Os óleos minerais puros são empregados para trabalhos ligeiros, geralmente com o cobre e seus derivados, quando não se pode recorrer aos óleos solúveis.

Os óleos sulfurados e clorados, devido às propriedades corrosivas, não são adequados para uma lubrificação de tipo geral e não devem penetrar no sistema de lubrificação da máquina. Eles são empregados em trabalhos pesados, especialmente quando não se pode usar ferramentas com carbeto de silício ou de tungstênio.

 O volume de óleos para corte produzido foi estimado em cerca de 100 milhões de galões. Aproximadamente um milhão de operários usam óleos para corte. As funções do óleo para corte são:

a) melhorar o rendimento, aumentando a velocidade e a capacidade operacional do equipamento;

b) resfriar a peça e a ferramenta no local do corte, permitindo peças melhor acabadas;

c) impedir que fragmentos da peça se soldem à ferramenta;

d) agir como lubrificante na área de corte impedindo a formação de calor excessivo produzido pelo o atrito da peça com a ferramenta;

e) ação anti-oxidante na área de corte.

Os óleos para corte compreendem três grandes grupos:

a) Óleos insolúveis: Os óleos insolúveis tem como composição básica:

1°) óleo mineral 60 – 100%;

2º) agentes bactericidas;

3º) aditivos de pressão (sulfurados – clorados).

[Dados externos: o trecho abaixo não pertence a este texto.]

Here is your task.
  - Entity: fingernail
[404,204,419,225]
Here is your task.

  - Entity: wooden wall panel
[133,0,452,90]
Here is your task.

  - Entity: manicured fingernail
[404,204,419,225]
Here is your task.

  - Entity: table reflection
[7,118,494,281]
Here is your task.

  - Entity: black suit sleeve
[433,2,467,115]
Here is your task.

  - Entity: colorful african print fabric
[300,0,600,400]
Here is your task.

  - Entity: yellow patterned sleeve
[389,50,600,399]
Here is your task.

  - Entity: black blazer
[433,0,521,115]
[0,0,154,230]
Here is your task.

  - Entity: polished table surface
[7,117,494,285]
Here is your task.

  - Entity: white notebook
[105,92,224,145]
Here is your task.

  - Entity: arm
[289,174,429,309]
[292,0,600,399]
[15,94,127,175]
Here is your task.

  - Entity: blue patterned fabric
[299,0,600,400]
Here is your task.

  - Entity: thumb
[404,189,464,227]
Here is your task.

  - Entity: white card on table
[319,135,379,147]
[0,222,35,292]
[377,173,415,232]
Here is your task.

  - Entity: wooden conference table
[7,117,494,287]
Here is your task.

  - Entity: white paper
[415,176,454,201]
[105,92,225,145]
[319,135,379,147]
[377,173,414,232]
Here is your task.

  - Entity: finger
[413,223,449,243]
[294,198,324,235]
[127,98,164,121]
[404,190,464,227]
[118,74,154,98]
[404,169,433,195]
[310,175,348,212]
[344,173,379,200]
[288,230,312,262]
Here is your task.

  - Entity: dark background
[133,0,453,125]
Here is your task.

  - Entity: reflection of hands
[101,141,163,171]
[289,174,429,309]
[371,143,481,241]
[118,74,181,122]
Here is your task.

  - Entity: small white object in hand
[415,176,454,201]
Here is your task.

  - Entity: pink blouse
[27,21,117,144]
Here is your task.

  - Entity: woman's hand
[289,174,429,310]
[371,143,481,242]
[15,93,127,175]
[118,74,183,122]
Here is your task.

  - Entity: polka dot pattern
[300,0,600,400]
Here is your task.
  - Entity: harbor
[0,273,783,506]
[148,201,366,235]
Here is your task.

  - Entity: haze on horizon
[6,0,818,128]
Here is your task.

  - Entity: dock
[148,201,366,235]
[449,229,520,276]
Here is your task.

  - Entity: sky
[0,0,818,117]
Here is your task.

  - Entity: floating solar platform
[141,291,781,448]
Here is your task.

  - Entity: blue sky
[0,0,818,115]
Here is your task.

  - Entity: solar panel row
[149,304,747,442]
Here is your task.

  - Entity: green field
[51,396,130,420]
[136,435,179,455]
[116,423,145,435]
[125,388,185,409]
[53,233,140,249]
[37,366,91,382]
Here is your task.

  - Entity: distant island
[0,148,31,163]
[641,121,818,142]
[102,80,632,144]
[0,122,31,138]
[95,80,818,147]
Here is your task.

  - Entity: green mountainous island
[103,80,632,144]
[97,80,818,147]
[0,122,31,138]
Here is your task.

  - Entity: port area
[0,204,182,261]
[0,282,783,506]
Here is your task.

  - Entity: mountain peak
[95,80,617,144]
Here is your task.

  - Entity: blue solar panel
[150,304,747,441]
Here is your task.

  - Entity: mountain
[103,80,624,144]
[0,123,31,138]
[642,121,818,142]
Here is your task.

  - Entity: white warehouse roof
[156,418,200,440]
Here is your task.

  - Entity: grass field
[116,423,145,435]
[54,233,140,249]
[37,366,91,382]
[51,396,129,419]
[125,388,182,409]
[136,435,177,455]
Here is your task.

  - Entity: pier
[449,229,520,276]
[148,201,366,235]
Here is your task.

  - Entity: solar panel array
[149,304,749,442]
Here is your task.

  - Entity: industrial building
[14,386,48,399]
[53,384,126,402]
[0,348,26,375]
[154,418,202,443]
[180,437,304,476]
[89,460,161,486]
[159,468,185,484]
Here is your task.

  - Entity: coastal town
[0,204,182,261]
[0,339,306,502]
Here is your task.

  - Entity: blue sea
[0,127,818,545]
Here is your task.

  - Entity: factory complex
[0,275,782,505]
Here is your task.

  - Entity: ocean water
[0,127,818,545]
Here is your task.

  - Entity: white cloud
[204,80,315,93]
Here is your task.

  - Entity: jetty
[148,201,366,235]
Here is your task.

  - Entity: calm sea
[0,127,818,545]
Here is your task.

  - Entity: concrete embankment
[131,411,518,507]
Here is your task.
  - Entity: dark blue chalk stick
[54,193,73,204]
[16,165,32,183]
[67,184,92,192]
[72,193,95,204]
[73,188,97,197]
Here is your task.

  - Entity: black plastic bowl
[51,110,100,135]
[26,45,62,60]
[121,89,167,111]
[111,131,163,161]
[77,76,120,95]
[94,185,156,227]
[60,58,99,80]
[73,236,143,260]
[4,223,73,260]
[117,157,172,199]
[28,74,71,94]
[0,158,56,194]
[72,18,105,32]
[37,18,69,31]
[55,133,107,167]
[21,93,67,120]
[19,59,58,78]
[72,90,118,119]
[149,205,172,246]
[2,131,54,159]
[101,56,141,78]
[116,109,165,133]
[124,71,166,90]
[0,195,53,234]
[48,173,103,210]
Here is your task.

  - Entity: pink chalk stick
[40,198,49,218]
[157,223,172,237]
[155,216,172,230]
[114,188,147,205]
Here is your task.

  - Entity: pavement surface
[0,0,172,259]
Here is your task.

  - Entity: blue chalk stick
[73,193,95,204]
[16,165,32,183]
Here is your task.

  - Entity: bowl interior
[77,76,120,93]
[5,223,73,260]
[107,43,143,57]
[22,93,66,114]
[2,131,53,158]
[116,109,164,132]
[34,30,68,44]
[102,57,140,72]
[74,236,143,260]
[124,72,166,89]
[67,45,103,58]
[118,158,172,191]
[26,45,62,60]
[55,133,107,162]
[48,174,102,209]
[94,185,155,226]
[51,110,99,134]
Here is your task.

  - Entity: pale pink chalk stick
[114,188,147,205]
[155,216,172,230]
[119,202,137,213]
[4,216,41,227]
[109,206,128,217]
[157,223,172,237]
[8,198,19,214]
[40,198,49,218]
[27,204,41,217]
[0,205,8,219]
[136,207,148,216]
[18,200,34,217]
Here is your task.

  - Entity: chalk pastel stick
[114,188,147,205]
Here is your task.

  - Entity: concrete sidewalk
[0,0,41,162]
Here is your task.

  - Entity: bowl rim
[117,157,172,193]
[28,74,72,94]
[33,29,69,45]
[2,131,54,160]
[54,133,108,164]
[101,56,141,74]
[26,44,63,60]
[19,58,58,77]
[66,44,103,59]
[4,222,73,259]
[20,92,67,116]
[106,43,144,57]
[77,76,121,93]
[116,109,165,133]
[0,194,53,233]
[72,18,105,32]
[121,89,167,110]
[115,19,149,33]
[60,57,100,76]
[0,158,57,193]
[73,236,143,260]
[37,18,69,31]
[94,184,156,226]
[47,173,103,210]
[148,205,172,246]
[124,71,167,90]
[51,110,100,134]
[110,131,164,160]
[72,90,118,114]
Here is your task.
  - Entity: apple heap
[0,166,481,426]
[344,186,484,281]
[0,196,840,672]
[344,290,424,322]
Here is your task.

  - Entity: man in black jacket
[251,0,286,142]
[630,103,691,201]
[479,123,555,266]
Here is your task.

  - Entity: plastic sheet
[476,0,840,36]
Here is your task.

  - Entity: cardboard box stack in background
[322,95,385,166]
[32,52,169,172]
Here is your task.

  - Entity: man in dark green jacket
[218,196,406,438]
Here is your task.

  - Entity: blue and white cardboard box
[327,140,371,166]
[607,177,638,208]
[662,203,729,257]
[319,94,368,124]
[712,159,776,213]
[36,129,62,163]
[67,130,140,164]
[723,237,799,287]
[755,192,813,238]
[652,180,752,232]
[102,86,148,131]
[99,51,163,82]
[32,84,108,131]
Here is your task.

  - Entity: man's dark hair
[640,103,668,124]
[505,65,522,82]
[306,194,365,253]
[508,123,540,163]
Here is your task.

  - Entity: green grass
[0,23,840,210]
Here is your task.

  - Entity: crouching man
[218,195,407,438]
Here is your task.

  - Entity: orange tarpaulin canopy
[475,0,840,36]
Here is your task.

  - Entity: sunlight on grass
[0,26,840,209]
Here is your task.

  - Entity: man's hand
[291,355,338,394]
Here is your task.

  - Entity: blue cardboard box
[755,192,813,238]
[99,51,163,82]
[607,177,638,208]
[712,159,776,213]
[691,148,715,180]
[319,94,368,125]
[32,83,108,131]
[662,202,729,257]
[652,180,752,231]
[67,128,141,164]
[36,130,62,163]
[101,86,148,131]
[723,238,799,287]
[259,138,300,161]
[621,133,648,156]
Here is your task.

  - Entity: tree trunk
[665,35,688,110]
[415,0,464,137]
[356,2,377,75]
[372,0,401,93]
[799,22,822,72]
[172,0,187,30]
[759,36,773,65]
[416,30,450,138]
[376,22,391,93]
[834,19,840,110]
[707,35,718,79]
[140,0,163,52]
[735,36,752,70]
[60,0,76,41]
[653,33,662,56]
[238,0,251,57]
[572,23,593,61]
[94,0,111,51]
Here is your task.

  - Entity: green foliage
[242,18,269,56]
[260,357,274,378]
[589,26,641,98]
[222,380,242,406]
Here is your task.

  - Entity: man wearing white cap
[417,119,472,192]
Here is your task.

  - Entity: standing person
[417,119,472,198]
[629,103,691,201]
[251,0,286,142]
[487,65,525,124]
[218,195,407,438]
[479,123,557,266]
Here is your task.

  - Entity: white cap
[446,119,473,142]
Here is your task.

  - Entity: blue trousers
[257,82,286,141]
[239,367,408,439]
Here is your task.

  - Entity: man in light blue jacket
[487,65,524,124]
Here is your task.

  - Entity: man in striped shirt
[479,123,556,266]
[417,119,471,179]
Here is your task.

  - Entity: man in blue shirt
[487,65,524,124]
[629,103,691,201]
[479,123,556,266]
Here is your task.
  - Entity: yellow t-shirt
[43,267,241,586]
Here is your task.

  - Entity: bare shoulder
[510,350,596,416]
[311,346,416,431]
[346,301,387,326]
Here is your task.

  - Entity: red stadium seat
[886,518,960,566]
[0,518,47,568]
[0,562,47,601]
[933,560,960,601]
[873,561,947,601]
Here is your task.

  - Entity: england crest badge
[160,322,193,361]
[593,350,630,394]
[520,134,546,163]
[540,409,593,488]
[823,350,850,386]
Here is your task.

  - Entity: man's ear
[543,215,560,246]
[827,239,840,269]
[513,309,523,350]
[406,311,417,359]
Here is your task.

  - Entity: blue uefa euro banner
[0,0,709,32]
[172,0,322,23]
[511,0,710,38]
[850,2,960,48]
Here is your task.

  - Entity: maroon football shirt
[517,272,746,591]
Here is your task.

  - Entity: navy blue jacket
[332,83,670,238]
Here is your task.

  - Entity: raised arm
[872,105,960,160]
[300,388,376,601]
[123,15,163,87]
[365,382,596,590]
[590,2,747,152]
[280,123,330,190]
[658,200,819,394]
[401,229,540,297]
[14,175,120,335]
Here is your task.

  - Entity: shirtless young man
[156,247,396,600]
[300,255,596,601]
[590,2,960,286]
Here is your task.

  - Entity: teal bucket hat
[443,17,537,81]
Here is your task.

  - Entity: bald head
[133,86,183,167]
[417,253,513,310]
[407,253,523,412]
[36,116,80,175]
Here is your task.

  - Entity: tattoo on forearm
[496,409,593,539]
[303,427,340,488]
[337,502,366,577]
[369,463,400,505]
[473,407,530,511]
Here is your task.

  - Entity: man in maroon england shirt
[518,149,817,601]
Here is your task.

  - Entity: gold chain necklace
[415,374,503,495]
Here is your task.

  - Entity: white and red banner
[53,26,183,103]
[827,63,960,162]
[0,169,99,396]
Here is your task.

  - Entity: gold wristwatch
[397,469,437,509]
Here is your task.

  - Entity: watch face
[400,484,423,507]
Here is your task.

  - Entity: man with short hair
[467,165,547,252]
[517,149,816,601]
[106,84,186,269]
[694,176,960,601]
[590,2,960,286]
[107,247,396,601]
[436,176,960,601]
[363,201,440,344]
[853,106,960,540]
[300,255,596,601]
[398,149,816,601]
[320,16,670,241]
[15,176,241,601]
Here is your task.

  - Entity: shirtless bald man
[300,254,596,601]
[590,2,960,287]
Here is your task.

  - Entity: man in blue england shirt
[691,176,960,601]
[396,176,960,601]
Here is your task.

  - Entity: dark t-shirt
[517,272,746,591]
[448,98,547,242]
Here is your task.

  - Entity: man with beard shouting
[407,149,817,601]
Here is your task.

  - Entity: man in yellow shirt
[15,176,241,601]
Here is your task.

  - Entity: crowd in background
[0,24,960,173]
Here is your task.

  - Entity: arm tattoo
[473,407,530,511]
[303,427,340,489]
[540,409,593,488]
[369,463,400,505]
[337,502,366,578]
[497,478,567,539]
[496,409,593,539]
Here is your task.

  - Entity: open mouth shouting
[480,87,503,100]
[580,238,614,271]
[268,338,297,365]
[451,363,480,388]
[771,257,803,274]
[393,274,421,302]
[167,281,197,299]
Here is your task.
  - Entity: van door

Esses óleos são usados principalmente em equipamento automático ou semi-automático

b) Óleos solúveis: Os óleos solúveis são largamente utilizados na indústria mecânica e tem formulação complexa e extremamente variável.

c) Óleo solúvel refrigerante (sintético):

Solução aquosa contendo pequena quantidade de óleo em emulsão. Deve ser usado em pH de 8 a 9,5.

Devido ao fato de muitas indústrias reaproveitarem o óleo por diversas vezes, há uma maior tendência para a proliferação de bactérias; esta contaminação resulta em queda do pH e acidificação do óleo solúvel. Para que este fato seja evitado, há necessidade de se produzir alcalinização desses óleos para manter-se o pH estável e evitar proliferação bacteriana. As substâncias mais comumente usadas para alcalinizar o meio são o hidróxido de sódio (Na OH) e o perborato de sódio (Na BO3, 4H20) com os quais procura-se manter o pH em torno de 9,0-9,5. Acontece que o uso desses alcalinizantes produz maior incidência de dermatoses, fato esse observado em algumas indústrias que reaproveitam o óleo solúvel mediante sua filtragem e alcalinização.